SNP calling¶
Practical tasks¶
SNP calling with mpileup¶
SNP calling with samtools’ mpileup.
Create a directory named snp_call and download the files.
ngs_user@ngsmachine:~$ cd
ngs_user@ngsmachine:~$ pwd
/home/ngs_user
ngs_user@ngsmachine:~$ mkdir snp_call
ngs_user@ngsmachine:~$ cd snp_call/
Download the reference
and the BAM file
in to this directory.
ngs_user@ngsmachine:~/snp_call$ ls
human_cambridge_reference_mito.fasta mito_yoruba_reads_pe1.sorted.bam
Use Samtools to index the bam file.
ngs_user@ngsmachine:~/snp_call$samtools index mito_yoruba_reads_pe1.sorted.bam
Use mpileup and bcftools to call the SNPs
ngs_user@ngsmachine:~/snp_call$ bcftools view
Usage: bcftools view [options] <in.bcf> [reg]
Options: -c SNP calling
-v output potential variant sites only (force -c)

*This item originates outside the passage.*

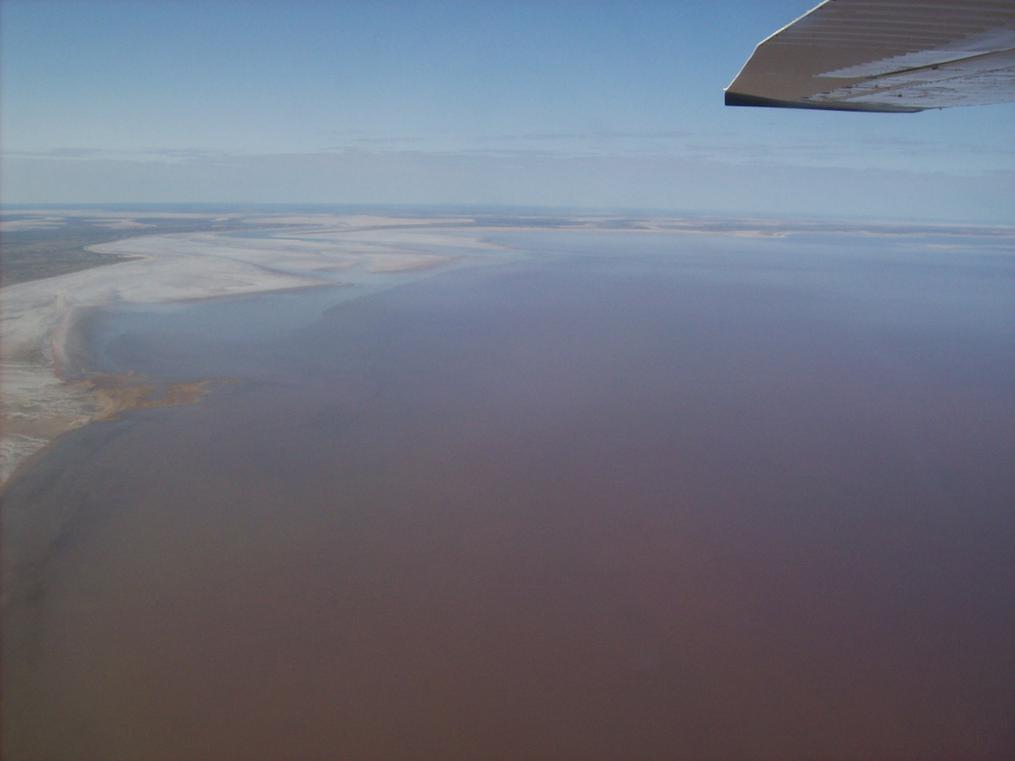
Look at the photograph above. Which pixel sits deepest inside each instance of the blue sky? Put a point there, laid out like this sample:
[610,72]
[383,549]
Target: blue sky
[559,104]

-g call genotypes at variant sites (force -c)
-b output BCF instead of VCF
(...)
ngs_user@machine:~/snp_call$ samtools mpileup -ugf human_cambridge_reference_mito.fasta mito_yoruba_reads_pe1.sorted.bam | bcftools call -cv - > var.raw.vcf
[mpileup] 1 samples in 1 input files
<mpileup> Set max per-file depth to 8000
[afs] 0:15459.489 1:10.430 2:54.081
ngs_user@machine:~/snp_call$ bcftools view var.raw.vcf | vcfutils.pl varFilter -D100 > var_mito_yoruba_mpileup.flt.vcf
The resulting vcf file contains our SNPs. There are plenty of options to tweak the SNP calling process. To get an idea of the possibilities go to the mpileup page.

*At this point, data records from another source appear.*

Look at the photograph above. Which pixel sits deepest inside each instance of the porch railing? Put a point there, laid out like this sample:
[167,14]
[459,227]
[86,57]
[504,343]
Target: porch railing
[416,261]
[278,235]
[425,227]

Looking at the SNPs using IGV¶
In the IGV we can load the BAM, GFF and the VCF files. In that way we can compare the mapping with the annotation. To do it, open IGV and load the BAM file from the mapping subdirectory. This time you won’t need to import the reference genome, it will be automatically selected, because it was the last reference used. Load the BAM file as you did the last time. Also load the compressed and indexed VCF file in annotation/features/ (you could sort and index the vcf file with an IGV tool). Now you should have two tracks in IGV, one with the mapping and another one with the SNP annotation. We could also load the GFF file with all the annotations, such us SSRs, ORFs, etc. In this case the GFF and VCF tracks would show similar annotation.

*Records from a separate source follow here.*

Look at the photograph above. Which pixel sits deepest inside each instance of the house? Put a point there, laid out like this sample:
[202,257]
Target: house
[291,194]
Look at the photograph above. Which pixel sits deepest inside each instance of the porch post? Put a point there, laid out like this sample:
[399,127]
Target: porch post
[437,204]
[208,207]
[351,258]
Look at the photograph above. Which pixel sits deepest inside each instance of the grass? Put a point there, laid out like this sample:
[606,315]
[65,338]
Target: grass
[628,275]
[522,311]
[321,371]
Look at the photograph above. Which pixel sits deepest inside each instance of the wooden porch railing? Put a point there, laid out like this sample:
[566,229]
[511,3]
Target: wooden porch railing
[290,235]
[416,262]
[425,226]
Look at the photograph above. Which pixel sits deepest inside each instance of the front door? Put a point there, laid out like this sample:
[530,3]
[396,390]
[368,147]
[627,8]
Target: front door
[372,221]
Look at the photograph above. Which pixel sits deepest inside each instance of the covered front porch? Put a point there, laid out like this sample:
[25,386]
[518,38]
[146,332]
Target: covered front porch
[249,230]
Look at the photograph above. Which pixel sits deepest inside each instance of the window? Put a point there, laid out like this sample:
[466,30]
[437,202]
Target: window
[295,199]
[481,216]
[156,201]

Sometimes IGV shows the GFF track collapsed by default, you can expand it by clicking on the right mouse button above the track and selecting expand.
SNP calling with FreeBayes¶
Freebayes is a SNP calling program based on bayesian statistics. It is able to deal with individual and populations or pooled and polyploid samples. FreeBayes is versatil and ajustable, then is necesary to deal with their parameters and options.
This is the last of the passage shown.